From 67626424dd664cc78b8a1033e20f31320eff8cad Mon Sep 17 00:00:00 2001
From: wq_Ji <sy2239110@buaa.edu.cn>
Date: Mon, 20 Mar 2023 17:12:34 +0800
Subject: [PATCH] =?UTF-8?q?=E6=B7=BB=E5=8A=A0CVE-2022-31692?=
MIME-Version: 1.0
Content-Type: text/plain; charset=UTF-8
Content-Transfer-Encoding: 8bit

---
 cve/java-spring/2022/CVE-2022-31692/README.md | 50 +++++++++++++++++++
 .../Cve202231692DemoApplication.java          | 13 +++++
 .../poc/springauthbypass/SecurityConfig.java  | 40 +++++++++++++++
 .../poc/springauthbypass/WebController.java   | 23 +++++++++
 .../src/main/resources/application.properties |  3 ++
 .../main/resources/templates/adminpage.html   |  5 ++
 .../src/main/resources/templates/index.html   |  9 ++++
 .../Cve202231692PocApplicationTests.java      | 13 +++++
 cve/java-spring/2022/yaml/CVE-2022-31692.yaml | 24 +++++++++
 openkylin_list.yaml                           |  1 +
 10 files changed, 181 insertions(+)
 create mode 100644 cve/java-spring/2022/CVE-2022-31692/README.md
 create mode 100644 cve/java-spring/2022/CVE-2022-31692/src/main/java/com/spindlesec/poc/springauthbypass/Cve202231692DemoApplication.java
 create mode 100644 cve/java-spring/2022/CVE-2022-31692/src/main/java/com/spindlesec/poc/springauthbypass/SecurityConfig.java
 create mode 100644 cve/java-spring/2022/CVE-2022-31692/src/main/java/com/spindlesec/poc/springauthbypass/WebController.java
 create mode 100644 cve/java-spring/2022/CVE-2022-31692/src/main/resources/application.properties
 create mode 100644 cve/java-spring/2022/CVE-2022-31692/src/main/resources/templates/adminpage.html
 create mode 100644 cve/java-spring/2022/CVE-2022-31692/src/main/resources/templates/index.html
 create mode 100644 cve/java-spring/2022/CVE-2022-31692/src/test/java/com/spindlesec/poc/springauthbypass/Cve202231692PocApplicationTests.java
 create mode 100644 cve/java-spring/2022/yaml/CVE-2022-31692.yaml

diff --git a/cve/java-spring/2022/CVE-2022-31692/README.md b/cve/java-spring/2022/CVE-2022-31692/README.md
new file mode 100644
index 00000000..8483b57e
--- /dev/null
+++ b/cve/java-spring/2022/CVE-2022-31692/README.md
@@ -0,0 +1,50 @@
+# CVE-2022-31692 Demo
+
+## Overview
+A simple Spring Boot application demonstrating configuration that is vulnerable to [CVE-2022-31692](https://tanzu.vmware.com/security/cve-2022-31692).
+
+This vulnerability may attract attention due to its severity - it has a CVSS 3.x base score of 9.8 as it allows authentication bypass. 

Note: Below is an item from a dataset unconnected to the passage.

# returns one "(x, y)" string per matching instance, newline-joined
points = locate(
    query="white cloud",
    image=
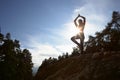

+The purpose of this project is to demonstrate the conditions described in the advisory, which lead to the vulnerability being applicable.
+- The application expects that Spring Security applies security to forward and include dispatcher types.
+- The application uses the `AuthorizationFilter` either manually or via the `authorizeHttpRequests()` method.
+- The application configures the `FilterChainProxy` to apply to forward and/or include requests (e.g. `spring.security.filter.dispatcher-types = request, error, async, forward, include`).
+- The application may forward or include the request to a higher privilege-secured endpoint.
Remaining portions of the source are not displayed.